There once was a Dutch-language science fiction story I attempted to win the Harland Awards short story contest with. I subsequently translated it into English, aiming to have both versions ripe for submission at the same time: the deadline for the new Dutch Edge ZERO market.
The process to complete revisions on both versions at the same time, which I recommend only to the most masochistic of bilingual writers, went something like this:
- Write the story in Dutch.
- Submit the Dutch version to the Harland Awards.
- Create an English translation.
- Submit the English translation to my online writers group, the Villa Diodati Expat Writers Workshop.
- Strand in 19th place in the Harland Awards, and receive a ton of harsh and not too useful feedback in the judges’ report.
- Receive a ton of similar, but useful feedback from Villa Diodati.
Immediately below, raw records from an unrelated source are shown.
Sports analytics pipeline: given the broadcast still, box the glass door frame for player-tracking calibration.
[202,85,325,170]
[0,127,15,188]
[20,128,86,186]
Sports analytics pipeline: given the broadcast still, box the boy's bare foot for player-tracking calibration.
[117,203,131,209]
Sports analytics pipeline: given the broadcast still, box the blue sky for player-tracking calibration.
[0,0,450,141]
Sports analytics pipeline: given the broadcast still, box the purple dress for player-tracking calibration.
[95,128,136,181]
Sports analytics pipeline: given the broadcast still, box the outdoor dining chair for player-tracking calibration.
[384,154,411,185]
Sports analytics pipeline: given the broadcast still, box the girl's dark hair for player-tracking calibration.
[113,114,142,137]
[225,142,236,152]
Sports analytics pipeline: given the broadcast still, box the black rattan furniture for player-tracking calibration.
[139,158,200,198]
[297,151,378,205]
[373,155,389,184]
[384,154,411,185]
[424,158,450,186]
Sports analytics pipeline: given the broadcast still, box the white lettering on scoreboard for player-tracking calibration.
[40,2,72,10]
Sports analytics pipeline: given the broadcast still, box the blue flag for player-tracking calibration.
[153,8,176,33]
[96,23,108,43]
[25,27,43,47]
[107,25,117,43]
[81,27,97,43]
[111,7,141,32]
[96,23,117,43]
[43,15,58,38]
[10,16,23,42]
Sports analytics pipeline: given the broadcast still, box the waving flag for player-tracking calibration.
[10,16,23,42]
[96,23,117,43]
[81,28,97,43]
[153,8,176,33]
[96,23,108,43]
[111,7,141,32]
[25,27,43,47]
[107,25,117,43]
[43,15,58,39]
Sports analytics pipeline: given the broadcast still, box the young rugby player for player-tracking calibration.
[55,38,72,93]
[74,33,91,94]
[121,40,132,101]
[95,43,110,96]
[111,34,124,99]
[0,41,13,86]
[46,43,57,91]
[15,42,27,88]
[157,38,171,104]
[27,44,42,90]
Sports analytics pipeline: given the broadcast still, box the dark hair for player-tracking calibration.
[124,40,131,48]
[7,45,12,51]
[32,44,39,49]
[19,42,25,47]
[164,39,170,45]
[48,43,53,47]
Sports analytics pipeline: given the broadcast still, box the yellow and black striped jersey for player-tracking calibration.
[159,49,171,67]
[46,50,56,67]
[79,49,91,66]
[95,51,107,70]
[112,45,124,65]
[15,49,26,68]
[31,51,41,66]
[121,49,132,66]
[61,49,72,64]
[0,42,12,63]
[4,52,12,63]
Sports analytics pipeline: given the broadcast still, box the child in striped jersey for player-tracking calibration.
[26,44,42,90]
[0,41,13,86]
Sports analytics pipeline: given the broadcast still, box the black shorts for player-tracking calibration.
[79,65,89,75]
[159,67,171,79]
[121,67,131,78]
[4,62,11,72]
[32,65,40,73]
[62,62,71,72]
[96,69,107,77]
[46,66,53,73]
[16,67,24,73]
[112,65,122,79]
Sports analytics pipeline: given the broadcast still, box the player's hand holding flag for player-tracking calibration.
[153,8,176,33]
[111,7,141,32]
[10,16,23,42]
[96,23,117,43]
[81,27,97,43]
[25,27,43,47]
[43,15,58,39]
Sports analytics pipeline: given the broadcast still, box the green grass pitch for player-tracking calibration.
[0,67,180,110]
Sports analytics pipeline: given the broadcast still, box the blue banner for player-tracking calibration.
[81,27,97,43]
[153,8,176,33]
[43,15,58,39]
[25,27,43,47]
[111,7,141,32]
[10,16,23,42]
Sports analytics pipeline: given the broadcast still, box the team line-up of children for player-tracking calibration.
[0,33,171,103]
- Begin to edit the English version because the deadline for the Dutch version is approaching rapidly.
- Complete the edits to the English version in time for a final round of critique.
- Realize too late that I now need to track down all English-language edits in order to apply them to the Dutch version as well.
- Bless Microsoft Word‘s Compare Documents feature and the fact that I still possessed both the Villa Diodati version and the revised version.
- Use the Compare result to identify all edits, and painstakingly apply them, with modifications if necessary, to the Dutch version.
- Complete the revision of the Dutch version this way.
- Get the results of the final critiques on the English version back.
- Apply the feedback to both versions simultaneously.
- Submit!
The only way I’m ever touching this story again is if an editor buys it and asks for edits. Other than that, I am now officially so sick of it that my doctor recommends I refrain from even looking at the file icon on disk.